Власть всегда есть замена любви, точно так же, как воля выступает заменой вдохновения.
Эта аналогия не случайна. Нетрудно увидеть, что вдохновение определяет любовь, воля — власть. Вдохновение — бесконечное расширение и окрыление свободы, воля — ограничение и концентрация свободы в очень малом объеме.
Вдохновение и воля — разные формы бытия свободы, приводящие к любви или к власти.
Любовь есть завершившееся и осознавшее себя вдохновение. Вдохновение в любви постигает свой эротический характер и необходимость андрогинного единства.
Власть есть завершившаяся и осознавшая себя воля, И вместе с тем она всегда выступает как воля к новой власти, постоянно стремясь преодолеть свои границы. Власть всегда есть властвование над властью. Это с трагической ясностью показал Ницше, а за ним — Хайдеггер.

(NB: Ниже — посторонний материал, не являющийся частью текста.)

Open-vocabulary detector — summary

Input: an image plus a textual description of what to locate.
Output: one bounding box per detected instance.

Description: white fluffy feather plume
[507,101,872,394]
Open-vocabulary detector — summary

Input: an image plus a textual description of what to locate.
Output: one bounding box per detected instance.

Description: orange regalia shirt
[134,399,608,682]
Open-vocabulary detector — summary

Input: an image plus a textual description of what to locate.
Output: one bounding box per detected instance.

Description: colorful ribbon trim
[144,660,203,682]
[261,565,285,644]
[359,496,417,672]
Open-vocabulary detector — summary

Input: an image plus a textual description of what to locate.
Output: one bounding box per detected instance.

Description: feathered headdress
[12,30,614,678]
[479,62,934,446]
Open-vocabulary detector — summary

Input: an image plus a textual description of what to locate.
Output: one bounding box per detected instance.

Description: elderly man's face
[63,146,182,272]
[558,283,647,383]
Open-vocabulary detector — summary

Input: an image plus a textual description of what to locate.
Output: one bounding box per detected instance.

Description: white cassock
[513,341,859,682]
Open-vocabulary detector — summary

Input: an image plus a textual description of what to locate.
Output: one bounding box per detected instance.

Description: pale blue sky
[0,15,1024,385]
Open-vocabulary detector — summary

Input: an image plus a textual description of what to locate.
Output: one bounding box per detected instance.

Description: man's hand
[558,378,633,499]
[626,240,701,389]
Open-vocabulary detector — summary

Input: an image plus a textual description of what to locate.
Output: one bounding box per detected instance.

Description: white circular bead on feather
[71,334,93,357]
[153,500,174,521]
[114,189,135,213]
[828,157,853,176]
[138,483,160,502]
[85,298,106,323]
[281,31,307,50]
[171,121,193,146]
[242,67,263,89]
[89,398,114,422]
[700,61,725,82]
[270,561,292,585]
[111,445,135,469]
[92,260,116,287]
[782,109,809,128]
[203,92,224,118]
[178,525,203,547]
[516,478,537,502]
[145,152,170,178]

Нарастающая власть стремится назвать себя свободой. Но власть есть ограничение свободы, а потому всегда — ограничение эроса и отчуждение от эротической близости.
3
Обладающий властью всегда чувствует свою недостаточность. Но он топит это чувство в желании большего и неограниченного властвования над собой и миром. Однако оно имеет свои границы. Ибо нарастание власти над собой ограничено пределами власти. С определенного момента оно застывает и возможно дальше только через превращение власти в любовь и свободу. Без этого превращения власть переходит исключительно во власть над другими. Ее нарастание есть нарастание жестокости и одиночества, ослабляющих и, наконец, убивающих власть.
Власть обретает смысл только как путь к любви. В противном случае она переплавляется в абсолютное одиночество властителя. Фридрих Ницше, растворяющий в воле к власти вдохновение и любовь, приходит к космическому одиночеству Сверхчеловека и его пророка Заратустры. Их одиночество — огромная тень одиночества самого Ницше, отвергнувшего любовь вместе с бессмертием и Богом...
4
Но власть над другими — достаточно мощная сила, чтобы на первых порах создать иллюзию преодоления одиночества.
В наиболее масштабной форме эта власть может быть выражена в политической власти, стремящейся стать властью над нацией и человечеством. Она требует максимальной концентрации воли властителя и всей его жизни.
Однако возможны и камерные формы власти над другими. Это может быть власть над животным и упоение его преданностью, власть в семье — над женой (мужем) и детьми» власть-администрирование в науке и искусстве.
Но чем больше иллюзия преодоления одиночества ослепляет властвующего, тем более мучительным будет прозрение...
5
Итак, именно ограничение, а затем убийство свободы приводят властителя к одиночеству — тайному и совместному пульсу его и осчастливленных подданных. Многоногий организм несвободы окружает властителя, и он есть его одинокое сердце.
Некрофилия властителя — попытка дьявольского разрушения этого одиночества. Смерть представляется чем-то более ужасным, чем одиночество, и оно должно померкнуть на ее фоне. Но бездна одиночества властителя сродни бездне смерти. Рано или поздно они соединяются, бесконечно углубляя друг друга. Эта новая бездна — результат материализма властителя, материализма, имеющего парадоксально мистическую форму. Этот материализм заставляет искать трансцендентное в смерти и механическом расчленении живого. Трансцендентное как Бог и абсолютная гармония бессмертия — единство, которое действительно очищает одиночество властвующего, становится все более непостижимым и недоступным.
Одиночество такого властителя есть одиночество маньяка, раздувшееся до границ государства. Его одиночество становится одиночеством всех. Сущность тоталитаризма такого властителя есть неудержимое желание передать свое одиночество всем подвластным. Смерть, целая цепочка смертей становится мостом, по которому одиночество властителя перетекает в государство, рождая донос и измену себе» а также ужас доноса и измены себе.
Однако этот чудовищный мост непрочен и не выдерживает вес власти-одиночества.
И бездна ждет властителя»
Так было во времена Калигулы. Так было во времена Ивана Грозного. Так было во времена Гитлера и Сталина.